ChatGPT’s Performance Shifts Over Time, Stanford Study Shows Potential Decline
In recent months, OpenAI’s ChatGPT has been at the forefront of generative AI, revolutionizing the possibilities of human-like conversational experiences. However, a recent study by researchers from Stanford University and UC Berkeley suggests that ChatGPT may have experienced a decline in its performance.
The research document titled How Is ChatGPT’s Behavior Changing over Time? delves into the behavior and capabilities of ChatGPT’s different versions, specifically the March and June versions of GPT-4 and GPT-3.5. The researchers aimed to understand the learning curve of these language models (LLMs) by assessing their performance in various categories.
The study showcases the contrasting performances and behaviors of the two models across a range of tasks. While the researchers carefully selected these tasks to cover diverse capabilities, they found that there were significant differences in performance and behavior, with certain tasks showing a negative impact.
One area of focus was on the models’ ability to solve math problems. In March, GPT-4 demonstrated impressive accuracy by following the chain-of-thought prompts and providing correct answers. However, in June, the model seemed to skip the chain-of-thought instruction, resulting in incorrect responses. On the other hand, GPT-3.5 initially provided wrong answers but showed improvements in June.
According to the researchers, GPT-4’s accuracy plummeted from 97.6% in March to a concerning 2.4% in June. Conversely, GPT-3.5’s accuracy significantly improved from 7.4% to 86.8% during the same period. The researchers also noted a shift in verbosity, with GPT-4 exhibiting more compact responses, while GPT-3.5’s response length increased by about 40%. These disparities were found to be influenced by the drifts in the effects of chain-of-thought prompts.

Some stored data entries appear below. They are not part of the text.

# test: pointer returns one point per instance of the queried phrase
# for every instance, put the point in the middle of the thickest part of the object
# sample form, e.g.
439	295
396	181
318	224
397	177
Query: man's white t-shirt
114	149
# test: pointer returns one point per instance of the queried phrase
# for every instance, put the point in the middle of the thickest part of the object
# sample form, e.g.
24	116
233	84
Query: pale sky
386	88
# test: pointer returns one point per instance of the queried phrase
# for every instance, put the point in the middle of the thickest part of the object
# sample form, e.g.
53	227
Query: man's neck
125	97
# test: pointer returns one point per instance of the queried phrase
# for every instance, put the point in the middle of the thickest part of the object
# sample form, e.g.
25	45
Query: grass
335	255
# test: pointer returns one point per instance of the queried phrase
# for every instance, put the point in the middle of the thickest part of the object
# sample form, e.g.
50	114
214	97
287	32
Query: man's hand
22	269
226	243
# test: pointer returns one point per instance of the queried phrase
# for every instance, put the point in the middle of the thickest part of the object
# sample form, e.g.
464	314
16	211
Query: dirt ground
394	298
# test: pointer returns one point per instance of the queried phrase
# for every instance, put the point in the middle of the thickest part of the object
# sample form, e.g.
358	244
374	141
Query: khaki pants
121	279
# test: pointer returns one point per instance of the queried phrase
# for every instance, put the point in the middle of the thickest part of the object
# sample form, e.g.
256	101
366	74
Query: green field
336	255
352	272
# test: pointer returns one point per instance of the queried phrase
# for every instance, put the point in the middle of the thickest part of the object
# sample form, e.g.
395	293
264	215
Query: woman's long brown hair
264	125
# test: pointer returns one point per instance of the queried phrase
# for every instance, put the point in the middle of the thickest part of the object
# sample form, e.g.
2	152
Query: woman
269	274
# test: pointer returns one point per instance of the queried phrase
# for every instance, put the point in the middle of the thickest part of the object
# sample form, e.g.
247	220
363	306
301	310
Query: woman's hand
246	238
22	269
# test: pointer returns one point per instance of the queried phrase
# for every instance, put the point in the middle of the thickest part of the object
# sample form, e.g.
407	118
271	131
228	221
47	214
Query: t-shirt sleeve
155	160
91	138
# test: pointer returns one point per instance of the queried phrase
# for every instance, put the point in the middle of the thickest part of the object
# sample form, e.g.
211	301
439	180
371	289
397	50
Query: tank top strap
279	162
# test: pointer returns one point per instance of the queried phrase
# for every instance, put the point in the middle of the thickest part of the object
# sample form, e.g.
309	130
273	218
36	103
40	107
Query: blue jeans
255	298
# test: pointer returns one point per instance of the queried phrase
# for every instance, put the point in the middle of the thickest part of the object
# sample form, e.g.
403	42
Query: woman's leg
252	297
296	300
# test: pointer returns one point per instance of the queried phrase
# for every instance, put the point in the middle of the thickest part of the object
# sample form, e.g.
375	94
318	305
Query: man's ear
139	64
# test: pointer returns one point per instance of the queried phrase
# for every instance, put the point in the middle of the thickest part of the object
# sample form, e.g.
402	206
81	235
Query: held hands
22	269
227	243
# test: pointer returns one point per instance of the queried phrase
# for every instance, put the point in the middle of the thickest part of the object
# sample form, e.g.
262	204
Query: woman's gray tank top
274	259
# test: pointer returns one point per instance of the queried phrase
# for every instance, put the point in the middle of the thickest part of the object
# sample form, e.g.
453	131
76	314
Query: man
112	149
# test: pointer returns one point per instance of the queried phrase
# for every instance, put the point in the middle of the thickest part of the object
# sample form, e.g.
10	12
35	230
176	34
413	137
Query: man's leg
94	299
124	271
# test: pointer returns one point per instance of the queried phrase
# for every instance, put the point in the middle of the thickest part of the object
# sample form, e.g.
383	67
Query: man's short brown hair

Additionally, the researchers examined the models’ responses to sensitive questions. The March versions of both models provided detailed responses but mentioned their inability to address prompts with discriminatory elements. Surprisingly, in June, both models outrightly declined to respond to the same queries.
The study has garnered attention from the Reddit community, where users expressed a mix of reactions and theories regarding the findings. While it is crucial to conduct further benchmarks to validate the study’s accuracy and relevance across different platforms, such as Bing Chat, it would be impractical to ignore these initial results.
Notably, Bing Chat, powered by Microsoft, has also faced issues, with users reporting instances of rudeness and incorrect responses. Microsoft has taken measures to rectify these problems, continuously releasing updates and implementing improvements.
As the debate around the changing performance of ChatGPT continues, it prompts discussions about the reliability, accuracy, and capabilities of AI-powered chatbots. These findings from Stanford University and UC Berkeley shed light on the evolving nature of language models, their strengths, and their potential weaknesses. It remains to be seen how OpenAI and other companies will address these concerns and enhance the user experience of AI chatbots moving forward.